OTORITAS DAN KEBEBASAN
Oleh
: Hartono
Membicarakan
tema otoritas dan sebuah kebebasan pada dasarnya sangat berkaitan dengan konsep
awal yang ditawarkan oleh Noel J. Coulsen mengenai akal[1] dan wahyu,[2] dimana dalam
konteks dunia nyata (peradilan) terkadang otoritas hukum Tuhan sangat sulit
diterapkan tanpa adanya sebuah kebebasan interpretasi terhadap hukum Tuhan yang
ada tersebut.
Dalam perkembangan awal mengenai
hukum Tuhan yang berbentuk Yurispodensi Islam adalah sebuah wacana pemikiran
untuk memahami istilah-istilah hukum Tuhan secara tepat dan hal ini didominasi
oleh kalangan fuqoha’ atau ahli fiqih untuk melakukan ijtihad, sedangkan
seorang hakim atau Qodi tidak memiliki wilayah Ijtihad untuk menemukan hukum yang
ada melainkan seorang hakim hanya melakukan dan mengaplikasikan produk-produk
hukum[3] yang telah
ditelurkan oleh para ahli yang ada tersebut.

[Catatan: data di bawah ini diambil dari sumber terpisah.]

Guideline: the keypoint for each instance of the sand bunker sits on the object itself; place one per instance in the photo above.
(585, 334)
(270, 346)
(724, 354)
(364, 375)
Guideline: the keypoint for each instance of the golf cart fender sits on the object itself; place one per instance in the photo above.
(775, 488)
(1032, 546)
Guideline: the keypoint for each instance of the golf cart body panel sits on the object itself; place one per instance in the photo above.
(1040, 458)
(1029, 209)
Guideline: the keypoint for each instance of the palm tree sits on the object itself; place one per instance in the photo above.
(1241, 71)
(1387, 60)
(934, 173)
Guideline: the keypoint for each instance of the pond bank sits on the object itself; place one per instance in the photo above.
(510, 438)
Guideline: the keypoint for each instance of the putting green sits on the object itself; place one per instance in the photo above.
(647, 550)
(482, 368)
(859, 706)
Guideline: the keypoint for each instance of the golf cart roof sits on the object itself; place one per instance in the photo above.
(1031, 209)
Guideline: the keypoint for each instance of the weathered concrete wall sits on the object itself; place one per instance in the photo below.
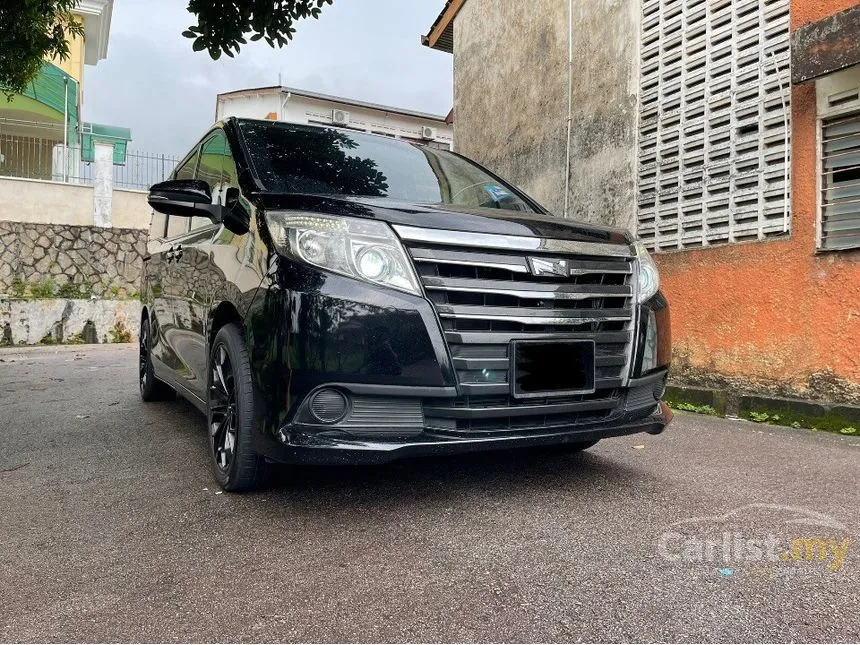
(510, 83)
(49, 202)
(773, 316)
(511, 97)
(24, 322)
(107, 260)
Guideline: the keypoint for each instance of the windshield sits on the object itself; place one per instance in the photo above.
(292, 158)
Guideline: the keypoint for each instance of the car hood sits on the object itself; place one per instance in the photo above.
(449, 217)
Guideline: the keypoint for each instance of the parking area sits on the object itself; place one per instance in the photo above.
(111, 528)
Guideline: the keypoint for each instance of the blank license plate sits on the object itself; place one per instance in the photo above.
(545, 368)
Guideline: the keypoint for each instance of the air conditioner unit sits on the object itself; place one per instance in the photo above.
(340, 117)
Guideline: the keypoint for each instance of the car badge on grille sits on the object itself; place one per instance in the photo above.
(549, 266)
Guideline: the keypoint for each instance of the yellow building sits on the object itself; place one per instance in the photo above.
(41, 132)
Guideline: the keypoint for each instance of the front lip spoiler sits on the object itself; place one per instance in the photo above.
(300, 448)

Selanjutnya dalam yurispodensi
minimal ada tiga konsep yang perlu dipahami yakni; Syariah (hukum Tuhan
bersifat otoritas), Fuqoha’ dan Hakim. Dalam posisi ini perkembangan
yang ada antara fuqoha’ dan hakim memiliki posisi yang sejajar untuk bisa
menemukan pesan dibalik hukum Tuhan yang ada, sedangkan sifst-sifat
pengkultusan secara pribadi terhadap tokoh-tokoh abad awal seperti as-Syafii
harus sebisa mungkin dihilangkan karena tokoh-tokoh yang ada tersebut pun
menekankan sebuah kreatifitas dan kebebasan
individu. Sedangkan asumsi-asumsi pintu ijtihad sudah tertutup sejak
abad ke 10 semua itu dikarenakan proses kretifitas seorang mujtahid sudah tidak
sebagus seperti tokoh-tokoh sebelumnya atau ada sebab lain kerena konflik
perbutan kekuasaan yang dilakukan oleh bangsa Mongol dan Barbar, artinya
menurut hemat penyusun ada sebuah proses hegemoni dan pengkerdilan yang luar
biasa terhadap pemikiran selanjutnya, jika semua ini diamini dan manusia
selanjutnya tidak mau melakukan inovasi serta mengeluarkan kreatifitasnya sudah
barang tentu Islam akan terus mengalami sebuah kemunduran[4] dan terlalu
fanatisme serta taqlid.
Bagaimanapun juga segala hukum yang
ada di dunia ini memiliki priodesasi dan hirarkhi yang terus menerus dijaga dan
dilaksanakan namun dalam dunia Islam sendiri (ada kecendrungan) keadaannya
mengalami stagnasi serta relatif setatis sepanjang waktu ini (dengan terus
menerus merujuk pada produk hukum zaman klasik), akan tetapi zaman modern hukum
Islam sudah seharusnya menunjukan pogres untuk up to date terhadap
produk hukum yang disesuaikan dengan waktu, tempat dan aspek-aspek lainnya.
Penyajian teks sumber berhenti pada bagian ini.